Mary Girard Script Pdf — The Insanity Of

The Insanity of Mary Girard is a 1980 one-act play by Lanie Robertson. It dramatizes the confinement of Mary Girard (based on a real 18th-century Philadelphia woman) in an insane asylum. The play focuses on themes of patriarchal control, psychiatric mistreatment, motherhood, grief, and the social/legal constraints on women. Its structure mixes realistic scenes with surreal interactions between Mary and the spectral figures (doctors, her husband, and memory-figures) who interrogate and gaslight her, blurring sanity and institutional power.

No spoilers, but the play ends with a stage direction that haunts directors: "She is no longer in the cell. The cell is in her." The task of staging this transition is why the script remains a challenge and a joy for minimalist theatre companies.

Let’s address the elephant in the room: why do you keep getting dead ends when searching for "the insanity of mary girard script pdf" ? the insanity of mary girard script pdf

If you are searching for the PDF, you likely already know the play’s reputation. Here is why the script is considered a modern classic of the one-act form.
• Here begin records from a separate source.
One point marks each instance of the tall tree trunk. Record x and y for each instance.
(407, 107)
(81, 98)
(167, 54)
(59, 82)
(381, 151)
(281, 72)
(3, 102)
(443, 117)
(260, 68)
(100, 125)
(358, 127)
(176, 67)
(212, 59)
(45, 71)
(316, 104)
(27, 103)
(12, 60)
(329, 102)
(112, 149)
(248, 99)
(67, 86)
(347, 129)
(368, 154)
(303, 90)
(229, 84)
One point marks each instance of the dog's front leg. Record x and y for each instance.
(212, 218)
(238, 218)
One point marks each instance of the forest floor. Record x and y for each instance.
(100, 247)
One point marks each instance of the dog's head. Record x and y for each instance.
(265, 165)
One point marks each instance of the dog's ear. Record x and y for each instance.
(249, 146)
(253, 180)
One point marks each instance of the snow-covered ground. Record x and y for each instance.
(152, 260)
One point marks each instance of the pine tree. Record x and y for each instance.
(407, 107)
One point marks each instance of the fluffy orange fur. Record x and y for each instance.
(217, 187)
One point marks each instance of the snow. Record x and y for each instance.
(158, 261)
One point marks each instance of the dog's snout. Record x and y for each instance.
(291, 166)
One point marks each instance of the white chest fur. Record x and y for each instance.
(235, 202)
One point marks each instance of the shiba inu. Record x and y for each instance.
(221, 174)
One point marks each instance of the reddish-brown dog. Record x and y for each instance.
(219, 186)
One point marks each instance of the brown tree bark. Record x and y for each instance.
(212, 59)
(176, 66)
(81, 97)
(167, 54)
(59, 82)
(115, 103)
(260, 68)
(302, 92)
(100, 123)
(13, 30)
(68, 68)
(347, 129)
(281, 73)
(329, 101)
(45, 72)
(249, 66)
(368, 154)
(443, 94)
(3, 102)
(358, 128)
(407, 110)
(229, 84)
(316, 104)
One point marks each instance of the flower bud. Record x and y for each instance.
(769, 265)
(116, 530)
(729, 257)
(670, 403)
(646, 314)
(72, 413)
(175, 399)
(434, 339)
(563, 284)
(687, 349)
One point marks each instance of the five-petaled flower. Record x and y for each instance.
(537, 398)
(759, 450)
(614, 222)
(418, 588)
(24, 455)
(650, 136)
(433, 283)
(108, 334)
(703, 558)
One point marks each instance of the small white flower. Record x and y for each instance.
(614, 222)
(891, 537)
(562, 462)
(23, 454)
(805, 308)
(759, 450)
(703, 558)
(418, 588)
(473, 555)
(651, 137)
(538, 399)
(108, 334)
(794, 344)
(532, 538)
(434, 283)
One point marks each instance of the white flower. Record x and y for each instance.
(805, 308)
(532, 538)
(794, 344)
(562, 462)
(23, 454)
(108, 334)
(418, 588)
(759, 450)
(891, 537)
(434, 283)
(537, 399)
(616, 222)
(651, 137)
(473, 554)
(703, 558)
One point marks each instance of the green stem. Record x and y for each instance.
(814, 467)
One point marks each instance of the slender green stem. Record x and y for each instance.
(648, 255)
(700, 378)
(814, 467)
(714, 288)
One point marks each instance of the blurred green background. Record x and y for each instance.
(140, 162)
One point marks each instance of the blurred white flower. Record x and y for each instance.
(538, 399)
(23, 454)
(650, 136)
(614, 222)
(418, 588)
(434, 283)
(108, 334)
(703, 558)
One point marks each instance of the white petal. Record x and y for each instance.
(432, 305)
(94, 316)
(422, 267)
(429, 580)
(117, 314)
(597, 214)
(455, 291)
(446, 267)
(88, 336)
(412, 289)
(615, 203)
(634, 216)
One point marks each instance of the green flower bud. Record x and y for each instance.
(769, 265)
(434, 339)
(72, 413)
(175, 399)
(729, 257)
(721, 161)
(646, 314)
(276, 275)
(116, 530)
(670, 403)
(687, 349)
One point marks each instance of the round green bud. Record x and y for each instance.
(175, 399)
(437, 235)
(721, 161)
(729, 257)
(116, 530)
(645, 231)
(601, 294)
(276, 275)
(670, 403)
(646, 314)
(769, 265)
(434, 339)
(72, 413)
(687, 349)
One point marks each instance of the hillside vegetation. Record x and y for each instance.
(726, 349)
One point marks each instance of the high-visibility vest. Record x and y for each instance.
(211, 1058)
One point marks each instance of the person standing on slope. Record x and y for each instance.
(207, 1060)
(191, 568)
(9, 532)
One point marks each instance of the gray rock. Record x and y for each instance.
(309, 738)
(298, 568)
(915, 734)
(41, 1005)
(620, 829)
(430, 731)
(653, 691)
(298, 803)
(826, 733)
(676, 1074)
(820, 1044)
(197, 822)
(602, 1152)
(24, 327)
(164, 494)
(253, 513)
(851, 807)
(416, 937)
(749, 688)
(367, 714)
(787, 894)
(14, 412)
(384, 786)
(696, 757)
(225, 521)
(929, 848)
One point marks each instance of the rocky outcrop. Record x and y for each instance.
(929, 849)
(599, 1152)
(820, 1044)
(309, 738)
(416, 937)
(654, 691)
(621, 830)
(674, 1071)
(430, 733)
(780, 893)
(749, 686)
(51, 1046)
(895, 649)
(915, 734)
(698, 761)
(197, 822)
Before dissecting the script, one must understand the bedrock of real-life tragedy. Mary Girard (née Lum) was the wife of Stephen Girard, one of the wealthiest men in early American history. Stephen Girard is a titan of Philadelphia lore: a French-born banker, a savior of the U.S. government during the War of 1812, and the founder of Girard College. The Insanity of Mary Girard is a 1980

But his fortune was built on a cage.

By 1814, Mary had suffered through years of marital strife, the deaths of her children, and a suspected affair. Stephen, a cold pragmatist, had her declared "insane" not through a medical trial, but through a private act of the Pennsylvania legislature. He then had her committed to the basement of his own mansion at 21-23 South Third Street in Philadelphia. Let’s address the elephant in the room: why

Imagine the irony: the richest man in America kept his wife chained in a damp cellar for over a year. The "treatment" was isolation, darkness, and neglect. She died there in 1815. Robertson’s play takes this skeleton of history and breathes terrifying, poetic life into it.

Mary is rarely alone on stage, yet she is utterly solitary. The script oscillates between realism and expressionism. She speaks to her confessor (a priest), to her husband (who never appears but looms like a ghost), and to the "voices" of her dead children. Robertson’s dialogue is a masterclass in how language breaks down under duress. Sentences start coherently and dissolve into screams or whispers.